Canadian Manufacturing

Canada’s NRC teams with NASA to test alternative fuels in jet engines

Will "study atmospheric effects of emissions" produced by jet engines burning alternative fuels



OTTAWA—The National Research Council of Canada (NRC) is hooking up with the National Aeronautics and Space Administration (NASA) to test the use of alternative fuels in jet engines.

According to the NRC, Canada’s federal research and technology organization, it will work with NASA to “study the atmospheric effects of emissions” produced by jet engines burning alternative fuels.

The department didn’t specify which fuels it would test in its work with the United States space agency.

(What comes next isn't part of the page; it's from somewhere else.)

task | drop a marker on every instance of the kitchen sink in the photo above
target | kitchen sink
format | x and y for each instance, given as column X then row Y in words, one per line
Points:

“NRC is proud to take part in this international effort to understand the atmospheric effects of emissions from jet engines burning alternative fuels,” NRC aerospace general manager Jerzy Komorowski said in a statement.

“This work to investigate greener alternatives for aviation fuel benefits the aerospace industry in Canada and around the world.”

The joint work will see the NRC take part in NASA’s ACCESS II project, the Alternative Fuel Effects on Contrails and Cruise Emissions, beginning this month at NASA’s Neil A. Armstrong Flight Research Center in California.

The NRC said the work will include the deployment of its CT-133 research aircraft from the research centre near Edwards Airforce Base to nearby Palmdale, Calif.

The Canadian research jet will fly alongside aircraft from NASA and the German Aerospace Center, where it will obtain inflight airborne emission measurements and contrail characteristics from aircraft burning both conventional jet fuel and blended alternative fuels.

According to the NRC, the work on ACCESS-II will result in the collection of unique flight test data that will be shared and reported to the International Forum for Aviation Research.

The research will aid in the qualification and ready acceptance of the use of biofuels in aviation and open the door to future collaborations on alternative fuels tests.

“Partnering with our German and Canadian colleagues allows us to combine our expertise and resources as we work together to solve the challenges common to the global aviation community such as understanding emission characteristics from the use of alternative fuels which presents a great potential for significant reductions in harmful emissions,” NASA associate administrator for aeronautic research, Jaiwon Shin, said.

The work with NASA isn’t the NRC’s first foray into the use of biofuel in the aviation industry.

In October 2012, the NRC flew the first civil jet powered by 100 per cent unblended biofuel, and in March of this year the department flew its Falcon aircraft on a 50/50 biofuel blend.

“The results from our historic civil 100 per cent biofuel flight showed that an unblended biofuel was cleaner than conventional Jet A1 fuel, without sacrificing efficiency,” the NRC’s Komorowski said.